Für die Politik ist es höchste Zeit, die einseitig exportorientierte Ausrichtung der deutschen Wirtschaft zu beenden. Das ist möglich und sinnvoll: Durch eine Strategieänderung würde im Saldo sogar zusätzliche Beschäftigung in Deutschland entstehen. Vor allem aber würde der Euroraum stabilisiert. Auch die extremen Ungleichgewichte in den Leistungsbilanzen der großen Wirtschaftsnationen, die wesentlich zur aktuellen Wirtschaftskrise beigetragen haben, würden wenigstens von deutscher Seite verringert.
Zu diesem Schluss kommt das Institut für Makroökonomie und Konjunkturforschung (IMK) in der Hans-Böckler-Stiftung in einer neuen Studie. Ohne Korrektur der Wirtschaftsstrategie würden nach dem Ende der Wirtschaftskrise nicht für alle Jobs, die jetzt in Deutschland verloren gehen, neu entstehen, warnen die Konjunkturexperten in ihrer Untersuchung, die heute als IMK Report erscheint.
“Die Wirtschaftskrise wirkt in mehr als einem Sinn wie ein Erdbeben. Sie war auch eine Reaktion auf die enormen Spannungen in der Tektonik der internationalen Wirtschaftsbeziehungen”, sagt Prof. Dr. Gustav A. Horn, der Wissenschaftliche Direktor des IMK. “Sie führt uns vor Augen, dass eine globalisierte Wirtschaft nicht funktionieren kann, wenn ein kleiner Kreis von Ländern - in den letzten Jahren vor allem Deutschland, China und Japan - riesige Exportüberschüsse erzielt, während eine andere Gruppe - insbesondere die USA, Spanien und Großbritannien - riesige Leistungsbilanzdefizite aufhäuft.
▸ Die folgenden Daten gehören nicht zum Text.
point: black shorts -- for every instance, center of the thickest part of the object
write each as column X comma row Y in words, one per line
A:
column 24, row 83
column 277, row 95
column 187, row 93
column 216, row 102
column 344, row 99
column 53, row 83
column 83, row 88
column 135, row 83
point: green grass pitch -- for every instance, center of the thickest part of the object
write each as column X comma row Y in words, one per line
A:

Wir haben also gar keine Alternative dazu, unser Wirtschaftsmodell zu überdenken - die anderen Staaten dürften es auch tun”, so Horn.
Die Ökonomen empfehlen für Deutschland einen Pfad “balancierten Wachstums”, auf dem die Binnennachfrage eine größere Rolle spielt als im vergangenen Jahrzehnt. “Dies bedeutet nicht, dass die Exporte reduziert werden müssten, sondern, dass in Zukunft eben auch die Importe nach Deutschland sich im Gleichklang mit den Exporten bewegen sollten”, betont Horn. “Es geht also nicht um eine verminderte Integration der deutschen Wirtschaft in das weltwirtschaftliche Gefüge. Im Gegenteil, es geht vielmehr um deren nachhaltige Stabilisierung.” Hätte sich die gesamtwirtschaftliche Lohnentwicklung in den vergangenen Jahren am mittelfristigen Produktivitätswachstum plus der EZB-Zielinflationsrate orientiert, wäre sie mit jährlich drei Prozent deutlich höher ausgefallen als in der Realität. Die höhere Lohnsteigerung hätte zwar zu etwas geringeren Exportanstiegen und höheren Importen geführt. Wegen der verbesserten Kaufkraft hätten sich aber auch privater Konsum und inländische Nachfrage besser entwickelt. Die Beschäftigung wäre um rund ein Prozent höher gewesen. Angesichts der Größe Deutschlands hätten die Zuwächse in der Binnennachfrage die Außenhandelsverluste mehr als kompensieren können, resümiert das IMK: Wachstum, Löhne, Verteilung und Arbeitsplätze hätten sich besser entwickelt. Zugleich wären nicht so hohe destabilisierende Außenhandelsüberschüsse entstanden.